The threshold question is a determination of whether the breach constitutes imperfect compliance in which case relief may be available or non-compliance with a condition precedent in which case relief is not available. The focus for forfeiture cases is whether the breach is incidental or whether it is serious, fundamental or integral. Failure to give timely notice of a claim5 in a "occurrence policy" is non-compliance while failure to give timely notice in a "claims made policy";6 failure to cooperate as required by the policy7 and failure to institute timely action8 were held to be fundamental breaches or breaches of a condition precedent.

Once the court characterizes the breach as being incidental or constituting imperfect compliance, it then goes through a three step analysis as to whether it should exercise its discretion and grant relief. It looks at:

  • The conduct of the applicant seeking relief from forfeiture. The Court held that this required an examination of the reasonableness of the breaching party's conduct as it relates to all facets of the contractual relationship. Despite rejecting the breaching party's due diligence defence, the Court nonetheless held that because the insured acted promptly to renew her license when she found out and because she had always paid her premiums promptly, this requirement was satisfied.
  • The gravity of the breach. The Court found that her ability to drive safely was not affected by this administrative matter.
  • The disparity between the value of the property forfeited and the damage caused by the breach. The Court had no difficulty in holding that losing $1 million in coverage far outweighed the prejudice to the insurance company of the breach of the condition.

What should insurers take from this case:

  1. Labels may still mean something. Identifying true condition precedents and calling them such will strengthen an insurer's position and prevent a relief from forfeiture application from getting past the threshold question. As only automobile policies are imposed by regulators in Canada, this provides some scope for insurers to fix up their policy wording.
  2. Do not label ordinary conditions or terms in general as conditions precedent. Using too wide a brush may undermine your ability to shelter true conditions precedent from applications for relief from forfeiture.
  3. Step back and analyse the seriousness of the breach; the conduct of the insured (past as well as that connected to the breach); the empathy that the insured will garner and most importantly the consequences to each side of the other side's position prevailing.
  4. If you as insurer still want to deny coverage and contest a relief from forfeiture application, have cogent evidence and arguments on the threshold question as well as on each of the three factors that the applicant will need to address.

Footnotes

1 Kozel v. The Personal Insurance Company (2014) 119 O.R. (3d) 55; 2014 ONCA 130 – unanimous decision of Rosenberg, MacPherson and LaForme JJ.A.

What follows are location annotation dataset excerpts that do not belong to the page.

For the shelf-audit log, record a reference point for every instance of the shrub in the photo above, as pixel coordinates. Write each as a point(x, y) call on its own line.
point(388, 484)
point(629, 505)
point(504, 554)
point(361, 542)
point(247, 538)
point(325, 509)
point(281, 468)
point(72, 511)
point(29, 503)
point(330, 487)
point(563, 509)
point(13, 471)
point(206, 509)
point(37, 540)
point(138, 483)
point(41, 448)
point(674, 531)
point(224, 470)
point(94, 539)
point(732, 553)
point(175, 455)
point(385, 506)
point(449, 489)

2 Found in Part III which covers insurance contracts in general. However, the part including IA 129 does not apply to accident and sickness; life or marine insurance. For a&s contracts see IA 328.

3 See Stuart.

4 Saskatchewan River Bungalows [1994] 2 S.C.R. 490; [1994] S.C.J. No. 59 (Supreme Court of Canada)

5 Falk Bros. Industries Ltd. v. Elance Steel Fabricating Co., [189] 2 S.C.R. 778; [1989] S.C.J. No. 97 (Supreme Court of Canada)

6 Stuart v. Hutchins (1998), 40 O.R. (3d) 321 (Ontario Court of Appeal)

7 Canadian Newspapers C. v. Kansa General Insurance Co. (1996), O.R. (3d) 257 (Ontario Court of Appeal)

8 See Falk Bros.

The foregoing provides only an overview and does not constitute legal advice. Readers are cautioned against making any decisions based on this material alone. Rather, specific legal advice should be obtained.